Signed-off-by: Kirill Tkhai <ktkhai@xxxxxxxxxxxxx>
CC: Andrew Morton <akpm@xxxxxxxxxxxxxxxxxxxx>
CC: "Eric W. Biederman" <ebiederm@xxxxxxxxxxxx>
CC: Oleg Nesterov <oleg@xxxxxxxxxx>
CC: Andy Lutomirski <luto@xxxxxxxxxx>
CC: Serge Hallyn <serge@xxxxxxxxxx>
CC: Michal Hocko <mhocko@xxxxxxxx>
CC: Andrei Vagin <avagin@xxxxxxxxxx>
CC: Cyrill Gorcunov <gorcunov@xxxxxxxxxx>
CC: Mike Rapoport <rppt@xxxxxxxxxxxxxxxxxx>
CC: Ingo Molnar <mingo@xxxxxxxxxx>
CC: Peter Zijlstra <peterz@xxxxxxxxxxxxx>
---
kernel/pid.c | 3 ++-
kernel/pid_namespace.c | 9 ---------
2 files changed, 2 insertions(+), 10 deletions(-)
diff --git a/kernel/pid.c b/kernel/pid.c
index fd1cde1e4576..eeeb01fdd87c 100644
--- a/kernel/pid.c
+++ b/kernel/pid.c
@@ -334,7 +334,8 @@ struct pid *alloc_pid(struct pid_namespace *ns)
upid = pid->numbers + ns->level;
spin_lock_irq(&pidmap_lock);
- if (!(ns->nr_hashed & PIDNS_HASH_ADDING))

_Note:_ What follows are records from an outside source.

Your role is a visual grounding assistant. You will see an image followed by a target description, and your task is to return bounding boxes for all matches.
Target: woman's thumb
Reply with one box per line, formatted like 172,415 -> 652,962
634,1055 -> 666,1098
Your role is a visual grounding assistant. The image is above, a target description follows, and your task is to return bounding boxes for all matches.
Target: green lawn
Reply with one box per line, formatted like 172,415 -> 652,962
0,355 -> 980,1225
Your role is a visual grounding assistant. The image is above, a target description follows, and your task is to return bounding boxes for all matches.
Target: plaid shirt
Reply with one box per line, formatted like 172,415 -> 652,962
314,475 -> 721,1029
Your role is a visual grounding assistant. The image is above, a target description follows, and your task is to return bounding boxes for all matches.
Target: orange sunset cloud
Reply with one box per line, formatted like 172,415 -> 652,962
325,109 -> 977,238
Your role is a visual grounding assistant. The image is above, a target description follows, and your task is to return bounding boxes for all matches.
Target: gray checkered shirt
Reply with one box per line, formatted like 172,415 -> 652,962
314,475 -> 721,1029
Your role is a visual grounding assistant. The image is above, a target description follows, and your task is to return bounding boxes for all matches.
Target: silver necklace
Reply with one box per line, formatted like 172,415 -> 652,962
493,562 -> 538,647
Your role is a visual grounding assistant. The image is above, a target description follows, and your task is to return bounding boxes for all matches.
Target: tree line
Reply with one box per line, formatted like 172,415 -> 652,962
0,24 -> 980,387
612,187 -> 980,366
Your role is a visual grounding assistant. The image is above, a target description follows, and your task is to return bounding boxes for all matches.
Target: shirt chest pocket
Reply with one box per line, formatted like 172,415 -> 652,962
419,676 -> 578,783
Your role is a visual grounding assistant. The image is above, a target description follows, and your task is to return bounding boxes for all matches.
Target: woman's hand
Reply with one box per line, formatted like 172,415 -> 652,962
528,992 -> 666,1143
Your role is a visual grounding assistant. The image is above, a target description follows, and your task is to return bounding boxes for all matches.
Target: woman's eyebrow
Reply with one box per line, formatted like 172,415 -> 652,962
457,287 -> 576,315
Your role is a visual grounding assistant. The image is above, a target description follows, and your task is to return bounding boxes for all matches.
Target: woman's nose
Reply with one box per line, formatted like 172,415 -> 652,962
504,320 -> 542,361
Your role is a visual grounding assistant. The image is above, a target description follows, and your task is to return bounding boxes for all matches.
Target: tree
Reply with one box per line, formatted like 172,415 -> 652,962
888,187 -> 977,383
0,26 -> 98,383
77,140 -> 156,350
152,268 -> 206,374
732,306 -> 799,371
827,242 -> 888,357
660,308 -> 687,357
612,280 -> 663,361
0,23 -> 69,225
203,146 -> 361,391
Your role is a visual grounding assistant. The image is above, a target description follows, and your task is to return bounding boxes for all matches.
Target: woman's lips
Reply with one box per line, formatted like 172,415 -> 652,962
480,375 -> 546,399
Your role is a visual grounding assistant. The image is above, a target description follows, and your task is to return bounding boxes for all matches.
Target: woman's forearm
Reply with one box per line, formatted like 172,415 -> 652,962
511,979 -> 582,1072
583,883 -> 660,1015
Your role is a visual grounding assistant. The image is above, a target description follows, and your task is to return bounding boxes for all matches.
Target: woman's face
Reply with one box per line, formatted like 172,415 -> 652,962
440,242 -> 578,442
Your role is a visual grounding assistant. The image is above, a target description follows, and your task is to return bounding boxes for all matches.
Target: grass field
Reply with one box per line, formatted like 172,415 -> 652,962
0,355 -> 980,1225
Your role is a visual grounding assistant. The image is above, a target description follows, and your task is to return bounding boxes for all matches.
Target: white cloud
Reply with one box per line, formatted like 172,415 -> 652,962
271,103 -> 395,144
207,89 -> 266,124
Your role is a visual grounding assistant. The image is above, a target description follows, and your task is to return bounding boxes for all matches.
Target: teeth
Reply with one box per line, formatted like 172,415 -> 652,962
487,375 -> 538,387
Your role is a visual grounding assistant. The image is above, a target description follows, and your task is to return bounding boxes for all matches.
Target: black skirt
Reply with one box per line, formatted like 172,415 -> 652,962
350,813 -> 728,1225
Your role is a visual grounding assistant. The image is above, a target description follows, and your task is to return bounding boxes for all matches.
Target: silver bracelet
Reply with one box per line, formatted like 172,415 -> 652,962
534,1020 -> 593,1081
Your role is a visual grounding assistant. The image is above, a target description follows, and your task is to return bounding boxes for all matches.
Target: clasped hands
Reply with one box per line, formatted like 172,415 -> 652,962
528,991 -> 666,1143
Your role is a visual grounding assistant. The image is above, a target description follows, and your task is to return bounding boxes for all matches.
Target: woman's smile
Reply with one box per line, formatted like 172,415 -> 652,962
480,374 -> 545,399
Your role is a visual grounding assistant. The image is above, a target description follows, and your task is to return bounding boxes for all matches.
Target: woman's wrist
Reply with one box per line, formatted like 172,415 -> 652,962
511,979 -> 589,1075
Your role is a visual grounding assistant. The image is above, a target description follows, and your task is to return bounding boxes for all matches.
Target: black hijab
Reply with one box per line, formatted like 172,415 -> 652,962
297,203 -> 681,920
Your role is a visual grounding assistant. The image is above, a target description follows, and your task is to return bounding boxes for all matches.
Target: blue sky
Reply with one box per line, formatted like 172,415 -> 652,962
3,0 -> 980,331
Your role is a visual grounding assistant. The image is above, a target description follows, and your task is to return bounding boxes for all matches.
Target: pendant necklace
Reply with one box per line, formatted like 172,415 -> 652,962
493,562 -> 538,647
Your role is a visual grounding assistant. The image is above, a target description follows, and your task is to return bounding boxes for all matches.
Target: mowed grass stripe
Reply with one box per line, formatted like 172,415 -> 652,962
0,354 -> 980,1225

+ if (!(ns->nr_hashed & PIDNS_HASH_ADDING) ||
+ (!ns->child_reaper && !is_child_reaper(pid)))
goto out_unlock;
for ( ; upid >= pid->numbers; --upid) {
hlist_add_head_rcu(&upid->pid_chain,
diff --git a/kernel/pid_namespace.c b/kernel/pid_namespace.c
index 74a5a7255b4d..51dd1d490542 100644
--- a/kernel/pid_namespace.c
+++ b/kernel/pid_namespace.c
@@ -385,15 +385,6 @@ static struct ns_common *pidns_for_children_get(struct task_struct *task)
}
task_unlock(task);
- if (ns) {
- read_lock(&tasklist_lock);
- if (!ns->child_reaper) {
- put_pid_ns(ns);
- ns = NULL;
- }
- read_unlock(&tasklist_lock);
- }
-
return ns ? &ns->ns : NULL;
}